Для видавшей виды повозки, запряженной унылой костлявой лошаденкой, экипаж, пожалуй, было слишком громкое слово. Закинув тощий сидорок за спину, Андрей пошагал за Вилем, который нес в руке дорогой саквояж из тонкой светлой кожи. Возница курил такой крепкий табак, что даже Супесок чихнул и поморщился.
– Почта есть, господин Виль? – осведомился возница.
Виль кивнул и полез в повозку.
– Несколько писем, Петя. И газеты, как обычно.
– Газеты, – повторил возница так, словно речь шла о чем-то невероятно вкусном, и выкинул окурок в траву. – Ну что, едем?
Сперва дорога бежала через лес. Андрей сидел в углу, глядя сквозь прорехи в тканевых стенах, как остаются позади корабельные сосны. Изредка из-за деревьев с любопытством выглядывали изящные тонконогие олени – людей, как видно, они совершенно не боялись.
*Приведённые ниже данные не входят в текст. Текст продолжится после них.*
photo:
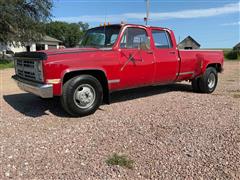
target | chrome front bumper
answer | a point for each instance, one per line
(42, 90)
Андрей вспомнил, как на Земле водил Нессу в зоопарк, и та, затаив дыхание, кормила с руки пушистую рыжехвостую белку. Тогда ему казалось, что все будет хорошо, и их жизнь наконец-то налаживается.
Несса… Андрей хотел верить в то, что она жива и здорова, – но что-то ему мешало. Наверно, воспоминание двадцатилетней давности о дочери на дыбе.
Андрей прикрыл глаза. Дорога убаюкивала – впервые за много дней он ощутил, насколько устал и вымотался. Делай что должен, ничего не бойся, и будь что будет, – а будет только бесконечная усталость, будто тело тебе уже не принадлежит. Повозку тряхнуло, и Андрей очнулся от полудремы. Лес остался позади – теперь они ехали по унылой каменистой равнине, покрытой колючими зарослями змееполоха, – наверно, только он один, неприхотливый и упрямый, мог прижиться в этом тоскливом месте. В воздухе пахло морем – свежий запах соли бодрил и радовал. Против воли Андрей почувствовал эмоциональный подъем.
Еще через четверть часа пути он услышал крики чаек и шум волн.
Вопреки ожиданиям Андрея, Белые острова оказались вовсе не глыбами голого камня, торчащими из воды, – Супесок все преувеличил. Это была цепь небольших, но обжитых островков; глядя на маленькие аккуратные домики с красными черепичными крышами, которые словно прижимались к складкам земли, Андрей подумал, что народ тут, должно быть, веселый, неунывающий и предприимчивый. У причалов стайками дремали разноцветные лодочки, а выставленные для просушки и починки сети трепетали на ветру с гордостью имперских штандартов.
Виль высадил Андрея и Супеска на самом крошечном островке. Здесь каторга, а не курорт – напомнил себе Андрей, поднимаясь по узенькой тропке следом за куратором. Вскоре показался и домик, в котором им предстояло жить, – невысокий, аккуратный, с такой же черепичной крышей, как и здания на соседних островах.
– Ну и ветра тут, наверное, – заметил Супесок, озираясь по сторонам.
Андрей готов был поклясться, что бывший глава охранного отделения уже прикидывает, как бы отсюда удрать, – его взгляд был живым, внимательным и хитрым, в нем не осталось ни следа дорожного отупения.
– Бывают и ветра, – кивнул Виль, отпирая дверь большим резным ключом. – Через месяц вообще начнется сезон дождей.
Супесок сощурился, что-то прикидывая.
– А сообщение с большой землей будет? – поинтересовался он, проходя в дом следом за Вилем. Тот только хмыкнул.
– Ну если кому-то захочется разбить голову о скалы в бурю…
В домике была всего одна комната – серая, угрюмая и почти пустая, если не считать пары лавок вдоль стены и крючьев для одежды и вещей. «Спать на полу, что ли?» – угрюмо подумал Андрей, но тут Виль прошел в центр комнаты и поднял за кольцо крышку от погреба.
– Прошу вас вниз, ссыльные, – сказал он. – Осторожно, лестница довольно крутая.